Tutu meaning “ass” in some archaic French lexicon, tutu encircling the hips and extending up into a bodice from which the woman rises like a blossom, tutu projecting from the body as a frothy, diaphanous frame for the genitals, tutu echoing the frilly labial folds. The sanctity of ballet as elite aristocratic high art has always been a thinly-veiled facade for blatant eroticism, where women are interchangeable pieces of scenery arranged in colonnades for the pleasure of the male gaze. The Lilac Fairy herself was originally choreographed by Imperial Master Marius Petipa for his unskilled but beautiful daughter Marie as a mime part, but has been modified over the past century to become one of the most taxing characters in the female dancer’s repertoire, with a punishingly slow variation of repetitive steps that must all be executed without betraying any signs of effort or fatigue; in every iteration the dancer wears a wide and vacant smile. In the words of Prima Ballerina Assoluta Margot Fonteyn: “If audiences knew what pain the dancers were enduring, only people who like bullfights could bear to watch it.”
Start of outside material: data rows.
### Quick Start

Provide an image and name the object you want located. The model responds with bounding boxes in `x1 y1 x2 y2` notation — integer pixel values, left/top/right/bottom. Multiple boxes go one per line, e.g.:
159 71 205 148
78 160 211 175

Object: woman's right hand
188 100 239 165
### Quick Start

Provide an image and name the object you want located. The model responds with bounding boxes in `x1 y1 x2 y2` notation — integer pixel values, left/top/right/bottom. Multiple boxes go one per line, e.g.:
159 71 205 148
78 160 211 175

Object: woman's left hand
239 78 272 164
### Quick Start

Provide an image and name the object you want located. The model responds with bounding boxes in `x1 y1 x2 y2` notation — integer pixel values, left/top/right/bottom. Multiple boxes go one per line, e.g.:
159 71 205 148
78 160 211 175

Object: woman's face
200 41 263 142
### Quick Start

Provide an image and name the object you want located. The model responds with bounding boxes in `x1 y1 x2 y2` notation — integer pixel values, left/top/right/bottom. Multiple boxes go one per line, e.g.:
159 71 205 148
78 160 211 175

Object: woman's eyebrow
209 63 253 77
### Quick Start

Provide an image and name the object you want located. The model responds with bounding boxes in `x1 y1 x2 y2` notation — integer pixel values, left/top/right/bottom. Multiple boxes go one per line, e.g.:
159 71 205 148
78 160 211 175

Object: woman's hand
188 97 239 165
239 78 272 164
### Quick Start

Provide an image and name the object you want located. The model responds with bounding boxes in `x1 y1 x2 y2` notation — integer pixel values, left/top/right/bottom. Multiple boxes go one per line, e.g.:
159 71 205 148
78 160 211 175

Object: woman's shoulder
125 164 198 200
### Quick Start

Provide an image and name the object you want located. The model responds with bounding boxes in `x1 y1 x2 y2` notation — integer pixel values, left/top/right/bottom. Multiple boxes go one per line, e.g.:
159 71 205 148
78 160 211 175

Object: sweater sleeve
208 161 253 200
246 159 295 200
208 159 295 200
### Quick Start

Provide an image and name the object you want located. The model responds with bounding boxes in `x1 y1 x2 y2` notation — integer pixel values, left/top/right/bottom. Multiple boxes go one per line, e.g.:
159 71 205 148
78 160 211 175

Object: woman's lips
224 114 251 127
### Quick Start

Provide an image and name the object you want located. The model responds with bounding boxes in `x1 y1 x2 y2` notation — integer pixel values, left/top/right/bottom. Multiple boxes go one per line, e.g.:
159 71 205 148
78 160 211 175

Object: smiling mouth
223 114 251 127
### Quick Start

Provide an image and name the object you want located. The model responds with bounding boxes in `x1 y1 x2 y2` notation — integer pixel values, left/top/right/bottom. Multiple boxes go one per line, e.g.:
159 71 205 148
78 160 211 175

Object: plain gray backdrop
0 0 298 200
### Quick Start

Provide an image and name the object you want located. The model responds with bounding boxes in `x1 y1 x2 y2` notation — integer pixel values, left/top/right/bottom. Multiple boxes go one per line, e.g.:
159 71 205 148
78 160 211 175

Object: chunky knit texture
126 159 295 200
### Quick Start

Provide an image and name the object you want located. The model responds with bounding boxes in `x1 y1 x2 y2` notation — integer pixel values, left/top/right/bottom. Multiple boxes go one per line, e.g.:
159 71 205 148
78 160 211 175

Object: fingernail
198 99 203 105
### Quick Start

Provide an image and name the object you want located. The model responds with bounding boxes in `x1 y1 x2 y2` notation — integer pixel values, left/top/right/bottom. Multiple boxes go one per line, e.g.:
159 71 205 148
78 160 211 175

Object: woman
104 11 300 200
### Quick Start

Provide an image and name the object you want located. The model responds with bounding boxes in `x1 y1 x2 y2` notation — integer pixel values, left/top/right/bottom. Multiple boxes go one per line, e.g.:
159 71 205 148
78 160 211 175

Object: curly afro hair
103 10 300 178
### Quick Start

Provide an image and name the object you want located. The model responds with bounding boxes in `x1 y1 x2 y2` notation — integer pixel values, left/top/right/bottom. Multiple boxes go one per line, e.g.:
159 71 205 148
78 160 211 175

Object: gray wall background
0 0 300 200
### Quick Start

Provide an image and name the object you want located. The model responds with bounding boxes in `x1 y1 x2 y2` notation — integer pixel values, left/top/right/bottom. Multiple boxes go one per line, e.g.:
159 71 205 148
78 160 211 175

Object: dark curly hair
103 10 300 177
The Lilac Fairy is a ricochet between fabrication and obliteration, degradation and ritualized exaltation. As the fantasy woman is assembled through the Total Fetish Object of the tutu, so she is reduced from personhood to the garment that encases and adorns her. The tutu is her Reliquary, to build it is both an act of worship and a proclamation of ownership. Only within the noise does she ascend, within the inimitable walls of The Rita that choke every frequency, devour all and drown all, shatter every object. Everything is reduced to geometry, a cello attempts to accompany and is pulverized. Within the abstraction of harsh noise, The Rita simultaneously brings to life and annihilates the Total Fetish Object, and in this performance of gestures she is elevated to the realm of non-objectivity, the Black Square of Malevich, Vessel and Void -- pure.
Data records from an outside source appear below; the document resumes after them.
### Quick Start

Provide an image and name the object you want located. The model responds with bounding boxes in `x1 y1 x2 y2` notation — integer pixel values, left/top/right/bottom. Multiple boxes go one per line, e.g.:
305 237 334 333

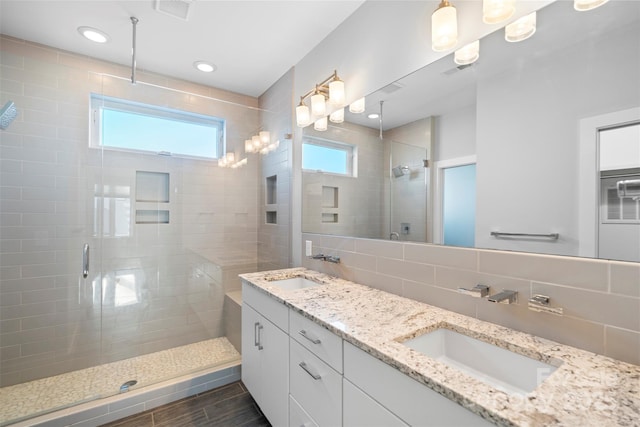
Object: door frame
433 154 477 245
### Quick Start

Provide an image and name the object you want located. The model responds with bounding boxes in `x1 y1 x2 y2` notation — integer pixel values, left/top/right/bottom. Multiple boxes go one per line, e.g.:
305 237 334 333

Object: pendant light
504 12 536 42
573 0 609 12
431 0 458 52
482 0 516 24
453 40 480 65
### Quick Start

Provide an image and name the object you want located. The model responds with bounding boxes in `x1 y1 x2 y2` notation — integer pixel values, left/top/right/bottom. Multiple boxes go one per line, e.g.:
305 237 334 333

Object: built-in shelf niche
322 185 338 208
136 171 170 203
265 211 278 224
266 175 278 205
136 209 169 224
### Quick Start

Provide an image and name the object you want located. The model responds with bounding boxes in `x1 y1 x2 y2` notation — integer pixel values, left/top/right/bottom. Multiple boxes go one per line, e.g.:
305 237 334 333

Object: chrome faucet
487 289 518 304
309 253 340 264
458 283 489 298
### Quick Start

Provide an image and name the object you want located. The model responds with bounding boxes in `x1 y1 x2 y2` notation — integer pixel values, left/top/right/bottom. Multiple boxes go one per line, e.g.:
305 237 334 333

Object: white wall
476 19 640 255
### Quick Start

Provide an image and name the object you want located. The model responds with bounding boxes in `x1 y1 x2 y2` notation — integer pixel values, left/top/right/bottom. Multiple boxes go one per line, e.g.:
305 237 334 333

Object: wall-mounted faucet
458 283 489 298
487 289 518 304
309 254 340 264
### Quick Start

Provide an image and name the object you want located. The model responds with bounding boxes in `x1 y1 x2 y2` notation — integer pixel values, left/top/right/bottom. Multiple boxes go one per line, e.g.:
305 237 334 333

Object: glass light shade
329 79 345 106
311 93 327 116
453 40 480 65
349 98 364 114
431 0 458 52
329 108 344 123
313 117 328 132
251 135 262 152
482 0 516 24
573 0 609 12
260 130 271 144
504 12 536 42
296 104 311 128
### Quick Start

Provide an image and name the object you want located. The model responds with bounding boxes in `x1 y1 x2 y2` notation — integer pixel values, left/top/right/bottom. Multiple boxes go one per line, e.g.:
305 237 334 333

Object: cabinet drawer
289 339 342 427
289 310 342 373
342 380 408 427
344 342 493 427
242 280 289 333
289 396 318 427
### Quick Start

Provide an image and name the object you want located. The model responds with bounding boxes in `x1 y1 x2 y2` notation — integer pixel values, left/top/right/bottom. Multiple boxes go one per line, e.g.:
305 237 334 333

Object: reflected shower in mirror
303 1 640 261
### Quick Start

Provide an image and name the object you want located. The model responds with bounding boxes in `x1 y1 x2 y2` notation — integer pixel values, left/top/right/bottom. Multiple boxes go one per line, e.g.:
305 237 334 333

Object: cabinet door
342 380 408 427
260 320 289 427
242 304 264 407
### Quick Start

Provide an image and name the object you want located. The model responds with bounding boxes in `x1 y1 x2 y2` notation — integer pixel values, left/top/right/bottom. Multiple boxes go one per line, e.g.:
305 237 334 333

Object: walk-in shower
0 38 260 425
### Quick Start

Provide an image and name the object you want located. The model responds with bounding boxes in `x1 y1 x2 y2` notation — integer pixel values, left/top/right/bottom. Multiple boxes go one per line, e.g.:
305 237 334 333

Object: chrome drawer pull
298 329 322 344
298 362 322 381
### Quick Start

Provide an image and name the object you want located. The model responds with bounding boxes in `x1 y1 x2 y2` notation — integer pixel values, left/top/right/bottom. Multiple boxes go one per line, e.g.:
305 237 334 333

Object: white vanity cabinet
344 342 493 427
289 310 342 427
242 283 289 426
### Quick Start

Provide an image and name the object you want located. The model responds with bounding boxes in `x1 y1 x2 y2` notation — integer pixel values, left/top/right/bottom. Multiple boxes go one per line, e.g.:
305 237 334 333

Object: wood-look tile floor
103 381 271 427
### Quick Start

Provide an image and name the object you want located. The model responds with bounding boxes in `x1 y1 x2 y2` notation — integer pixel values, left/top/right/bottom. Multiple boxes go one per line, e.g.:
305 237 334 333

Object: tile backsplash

Listeners would be wise to note that Sam McKinlay has transcended the trope of the romanticized cult of genius surrounding solitary harsh noise, and The Rita is now half-woman, with the integral presence of Arlie Doyle as both the embodiment of the objectified form/performative feminine and collaborator in the sonic deconstruction of her own body. Additionally, The Lilac Fairy utilizes the contributions of several skilled craftspeople and musicians, with the tutu constructed by Katherine Hotmer and fittings to Doyle’s body performed by Rachel Hayward, Luke Tandy’s assiduous recording of the process of construction, and cello accompaniment by Leila Bordeuil. The sound that has made McKinlay a modern master of harsh noise remains intact, but the expansive critical and collaborative scope of The Lilac Fairy makes it a hallmark in the oeuvre of The Rita. (Kristin Hayter)
The records have been pressed on 140 gr black vinyl with black label and black inner sleeve and comes in a deluxe silver silkscreen on black cardboard sleeve with artwork collage by Sam McKinlay, limited to 199 hand numbered copies with six insert in black cardboard and silver ink and color poster.